IMPRESSIONIST & MODERN ART DAY SALE (20 June)
Auction Total: £16.6 million / $21.1 million
Sell-through Rate: 66%
Pablo Picasso
Le Peintre. Buste de profil (1967)
Sold for £1.7 million / $2.2 million
The sale was led by a spirited fresh-to-the-market musketeer from the series Picasso undertook in the 1960s. The figure of the musketeer has a long history in visual art – represented in works by Frans Hals, Rembrandt van Rijn, El Greco, Diego Velázquez and Francisco Goya – and the subject allowed Picasso to escape the limitations of contemporary subject matter and fully explore the spirit of a past age.
Piet Mondrian
Appels, gemberpot en bord op een richel (1901)
Sold for £393,000 / $501,075 – Record for a Still Life by the Artist
Making its auction debut, this exquisite example of the master of abstraction’s naturalistic work sold for five times its pre-sale estimate of £70,000-90,000. Beautifully presenting a rare side of Mondrian’s artistic temperament that is often overlooked, the playful arrangement with its delicate balance of muted tones is a captivating example of the artist’s skill in conveying the effects of light.
Pierre-Auguste Renoir
Au Bord de la rivière (La Seine) (circa 1890)
Sold for £735,000 / $937,125
Characteristic of the artist’s later works, this splendid scene of the banks of the Seine typifies Renoir’s masterful synthesis of figure and landscape through loose, ever-changing brushstrokes. Through a luscious exploration of textures, Renoir experiments with a delicate palette that balances a serene vision of the plein air with a fresh spontaneity.
MODERN & POST-WAR BRITISH ART SALE (18-19 June)

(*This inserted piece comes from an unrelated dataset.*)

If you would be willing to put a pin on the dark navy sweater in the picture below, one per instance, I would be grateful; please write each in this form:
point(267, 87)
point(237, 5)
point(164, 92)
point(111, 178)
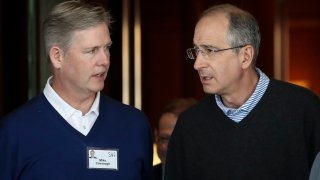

Auction Total: £8.3 million / $10.3 million
Sell-through Rate: 71%
L.S. Lowry
A Cricket Match (1938)
Sold for £1.2 million / $1.5 million
One of only a handful of occasions when beloved British artist L.S. Lowry turned his paintbrush to depicting a cricket match, this charming Salford scene was making its first appearance on the market since it sold at Sotheby’s in June 1996 for £282,000. In this work, Lowry gives children the centre stage, as enthusiastic players and spectators, providing a counterpoint to the burdensome life of the adults and their dilapidated surroundings.
Henry Moore
Shelter Drawing: Seated Mother and Child (circa 1941)
Sold for £855,000 / $1.1 million
One of the most tender and worked drawings Moore created during the Second World War, Shelter Drawing: Seated Mother and Child met with significant demand. At the heart of the work is a mother and child – one of the artist’s most significant motifs – displaying the hope and humanity that drove the defiant home front. Ahead of the auction, the masterful drawing had last been exhibited in 2010 as part of a major retrospective on the artist at Tate Britain.